Christianity

Remembering the Courage of Martin Luther

Today is Reformation Day. It was on this day in 1517 that Martin Luther nailed the “95 Theses” to the castle door at Wittenberg, Germany. Thus began a movement of which we are still feeling the effects today, some 491 years hence. Luther’s stand against the Roman Catholic Church was ostensibly about indulgences. But really, it was about the gospel—how sinners are justified before God on the basis of Christ’s redemptive work.

In every generation, the Christian church is called on to herald and to defend the gospel before a watching world. That is what Luther did, and that is what we must do as well. My favorite quote from Luther is also a call to arms, as it were, for preachers of the gospel.
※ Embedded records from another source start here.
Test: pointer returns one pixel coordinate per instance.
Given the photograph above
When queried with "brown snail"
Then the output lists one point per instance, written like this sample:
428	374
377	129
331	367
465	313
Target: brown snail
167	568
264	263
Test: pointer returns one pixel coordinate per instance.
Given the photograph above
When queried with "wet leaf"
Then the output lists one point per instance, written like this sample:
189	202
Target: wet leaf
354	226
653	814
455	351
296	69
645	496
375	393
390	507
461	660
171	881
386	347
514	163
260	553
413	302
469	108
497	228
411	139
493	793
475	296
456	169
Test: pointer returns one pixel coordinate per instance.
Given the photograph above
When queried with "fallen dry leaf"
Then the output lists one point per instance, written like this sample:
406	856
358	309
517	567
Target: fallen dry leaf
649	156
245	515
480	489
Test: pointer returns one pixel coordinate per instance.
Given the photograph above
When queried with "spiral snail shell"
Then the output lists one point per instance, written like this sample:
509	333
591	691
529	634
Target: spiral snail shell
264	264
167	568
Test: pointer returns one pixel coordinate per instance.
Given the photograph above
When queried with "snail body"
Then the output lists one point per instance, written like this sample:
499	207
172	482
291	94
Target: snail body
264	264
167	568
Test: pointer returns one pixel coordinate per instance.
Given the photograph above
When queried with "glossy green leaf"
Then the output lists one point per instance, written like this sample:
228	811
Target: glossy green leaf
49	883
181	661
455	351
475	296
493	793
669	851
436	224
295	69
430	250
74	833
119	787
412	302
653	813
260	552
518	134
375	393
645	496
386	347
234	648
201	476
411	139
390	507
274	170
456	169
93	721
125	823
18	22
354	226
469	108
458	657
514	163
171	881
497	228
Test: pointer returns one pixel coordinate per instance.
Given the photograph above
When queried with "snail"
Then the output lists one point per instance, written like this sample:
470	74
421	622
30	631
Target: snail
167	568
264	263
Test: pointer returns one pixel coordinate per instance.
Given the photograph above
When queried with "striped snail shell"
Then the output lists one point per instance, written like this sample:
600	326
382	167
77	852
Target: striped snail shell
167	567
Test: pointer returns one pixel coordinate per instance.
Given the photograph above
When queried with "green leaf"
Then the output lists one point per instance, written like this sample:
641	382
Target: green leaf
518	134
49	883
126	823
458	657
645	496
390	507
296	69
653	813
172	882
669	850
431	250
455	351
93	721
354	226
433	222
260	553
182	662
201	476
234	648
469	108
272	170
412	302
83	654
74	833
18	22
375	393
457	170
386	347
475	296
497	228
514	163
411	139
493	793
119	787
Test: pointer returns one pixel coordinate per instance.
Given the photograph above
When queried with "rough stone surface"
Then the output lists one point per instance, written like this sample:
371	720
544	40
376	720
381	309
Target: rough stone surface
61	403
“If I profess with the loudest voice and clearest exposition every portion of the Word of God except precisely that little point which the world and the devil are at that moment attacking, I am not confessing Christ, however boldly I may be professing Him. Where the battle rages there the loyalty of the soldier is proved; and to be steady on all the battle front besides, is mere flight and disgrace if he flinches at that point.”

-Luther’s Works. Weimar Edition. Briefwechsel [Correspondence], vol. 3, pp. 81f

I am grateful for Luther and his courage. May the Lord grant that we all be willing to lay it all on the line for the gospel like he did.